Tuttavia riteniamo che bisogna stare molto attenti a non inseguire utopie megagalattiche, dove l'aspirazione ad essere dappertutto finisce con il non farci essere in nessun luogo, nel »non luogo (ou topos) dell'utopia appunto... e pensiamo che il maggior impegno del Pr debba essere rivolto alla costruzione di sue strutture organizzative nella regione europea, nell'ambito della mobilitazione per la formazione degli Stati Uniti d'Europa, come federazione aperta anche ai paesi dell'Est.
Inoltre va fermamente respinta ogni scelta che rischia di condurre all'estinzione del partito, e quindi del suo patrimonio di battaglie civili, della esperienza assolutamente originale che esso incarna per il rigore e la coerenza di cui si è fatto custode e affermatore dei diritti dei cittadini, per il suo essere animato da autentici »estremisti della democrazia .
L'evoluzione necessaria per uscire dal »ghetto del 3% e dai troppo stretti confini nazionali non deve trasformarsi in scomparsa.
Altrimenti detto, le elezioni ad ogni livello, europeo, nazionale, locale, costituiscono un momento fondamentale ed irrinunciabile della vita politica. Si vuole che il Pr non vi si presenti più »come tale , ma si impegni per la formazione di »nuovi soggetti politici riformatori, i quali, loro, alle elezioni si presenterebbero, prefigurando »una forza laica di alternativa . Si postula che la mozione congressuale sia chiara. Ma, se essa può essere considerata tale in relazione ai temi generali d'iniziativa politica (Stati Uniti d'Europa, antimilitarismo, antiproibizionismo ecc.) lo è assai meno rispetto alla questione elettorale.
Quali sono in concreto i »nuovi soggetti politici riformatori a cui si allude? Attraverso quale alchimia politica essi si formerebbero? In concreto, a quali alleanze, dopo il sostanziale fallimento del »polo laico e l'esperienza del Gruppo federalista europeo dovrebbe puntare il Pr? Che tipo di formazione dovrebbe scaturirne, una federazione di partiti, o un partito unico nuovo? E con quale programma comune (al di là degli obiettivi peculiari del Pr)?
Sono queste alcune delle domande che si pongono e alle quali la mozione congressuale non risponde, rinviando la definizione di questi punti essenziali al confronto che, si dice, dovrà aver luogo all'interno degli organi del partito.

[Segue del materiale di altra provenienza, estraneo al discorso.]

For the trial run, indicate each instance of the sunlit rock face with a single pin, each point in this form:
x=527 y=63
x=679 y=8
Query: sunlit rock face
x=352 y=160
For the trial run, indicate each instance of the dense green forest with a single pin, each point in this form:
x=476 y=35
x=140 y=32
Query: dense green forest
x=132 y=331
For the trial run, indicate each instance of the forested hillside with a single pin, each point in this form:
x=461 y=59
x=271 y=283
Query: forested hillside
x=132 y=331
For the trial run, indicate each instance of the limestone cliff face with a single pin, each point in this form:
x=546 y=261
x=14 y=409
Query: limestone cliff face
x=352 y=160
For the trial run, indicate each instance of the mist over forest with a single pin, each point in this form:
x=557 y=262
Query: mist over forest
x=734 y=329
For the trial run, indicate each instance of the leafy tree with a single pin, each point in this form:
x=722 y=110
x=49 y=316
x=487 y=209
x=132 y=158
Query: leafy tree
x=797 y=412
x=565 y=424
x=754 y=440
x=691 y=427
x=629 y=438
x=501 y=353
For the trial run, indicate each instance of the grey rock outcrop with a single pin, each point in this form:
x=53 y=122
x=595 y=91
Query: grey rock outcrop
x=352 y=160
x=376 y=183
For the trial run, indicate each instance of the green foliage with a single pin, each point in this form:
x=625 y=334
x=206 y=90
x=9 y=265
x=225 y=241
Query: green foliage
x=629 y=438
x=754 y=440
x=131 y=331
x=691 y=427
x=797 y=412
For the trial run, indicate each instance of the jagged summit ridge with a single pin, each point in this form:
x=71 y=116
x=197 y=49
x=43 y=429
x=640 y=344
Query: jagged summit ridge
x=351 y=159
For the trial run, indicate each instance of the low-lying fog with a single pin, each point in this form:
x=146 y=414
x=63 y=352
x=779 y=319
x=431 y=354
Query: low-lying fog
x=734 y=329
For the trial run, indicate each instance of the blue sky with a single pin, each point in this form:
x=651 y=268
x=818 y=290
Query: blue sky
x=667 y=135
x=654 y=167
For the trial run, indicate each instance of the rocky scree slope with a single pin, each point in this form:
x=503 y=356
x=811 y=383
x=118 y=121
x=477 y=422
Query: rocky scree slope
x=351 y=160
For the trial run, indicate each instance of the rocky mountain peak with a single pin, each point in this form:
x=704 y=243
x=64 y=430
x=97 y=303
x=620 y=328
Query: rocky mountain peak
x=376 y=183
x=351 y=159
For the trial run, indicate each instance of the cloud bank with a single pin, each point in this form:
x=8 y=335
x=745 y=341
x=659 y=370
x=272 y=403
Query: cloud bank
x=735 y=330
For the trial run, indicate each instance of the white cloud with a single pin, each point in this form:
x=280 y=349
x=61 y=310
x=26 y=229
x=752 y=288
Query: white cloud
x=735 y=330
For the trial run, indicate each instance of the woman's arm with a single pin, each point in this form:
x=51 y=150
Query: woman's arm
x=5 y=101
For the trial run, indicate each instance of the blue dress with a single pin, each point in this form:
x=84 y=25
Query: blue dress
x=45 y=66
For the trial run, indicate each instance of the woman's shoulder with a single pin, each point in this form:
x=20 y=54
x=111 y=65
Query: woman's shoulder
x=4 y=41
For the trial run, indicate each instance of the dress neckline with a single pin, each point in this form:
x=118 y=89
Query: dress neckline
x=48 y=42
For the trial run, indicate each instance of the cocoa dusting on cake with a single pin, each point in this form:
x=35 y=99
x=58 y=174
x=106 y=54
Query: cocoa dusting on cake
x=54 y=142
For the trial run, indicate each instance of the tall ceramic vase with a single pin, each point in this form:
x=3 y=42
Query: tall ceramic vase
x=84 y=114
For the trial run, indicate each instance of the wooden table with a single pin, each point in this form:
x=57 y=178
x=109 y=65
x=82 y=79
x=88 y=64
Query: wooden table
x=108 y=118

Ora, abbiamo già osservato più sopra come per la nostra posizione di detenuti rimaniamo forzatamente emarginati da tale confronto, come pure da altri momenti essenziali dell'attività politica (per di più non riceviamo regolarmente le pubblicazioni del Pr).
Per questo ci limitiamo ad esprimere il vivo auspicio che possa essere definita una strategia precisa, superando ogni atteggiamento dispersivo e inconcludente che ci farebbe trovare impreparati alle prossime scadenze elettorali, le quali, lo ribadiamo, costituiscono un appuntamento irrinunciabile, che, se venisse mancato, condurrebbe puramente e semplicemente a porsi al di fuori della vita politica democratica, al di fuori di quelle stesse istituzioni democratiche la cui trasformazione, secondo la mozione, si vorrebbe »governare .
Pensiamo che se il partito negli anni scorsi si fosse impegnato con proprie liste anche nelle elezioni amministrative locali -cosa che escludiamo possa portare automaticamente alla corruzione ideale e materiale dei radicali, come temono alcuni- oggi si troverebbe a contare di più, ad avere maggiore potenzialità di aggregazione, ad avere più mezzi e risorse per la sua azione. L'integrità morale ed ideale può ben essere mantenuta attraverso l'osservanza della »regola evocata da Marco Pannella, senza sterili inibizioni.
Quindi non ci iscriviamo (o rinnoviamo l'iscrizione) per appartenere ad una rara specie in via di estinzione, ma per divenire membri di un partito che resti protagonista della trasformazione democratica della società, e conservi un'identità dai contorni nitidi, così come ha saputo fare in altri momenti critici della vita del paese.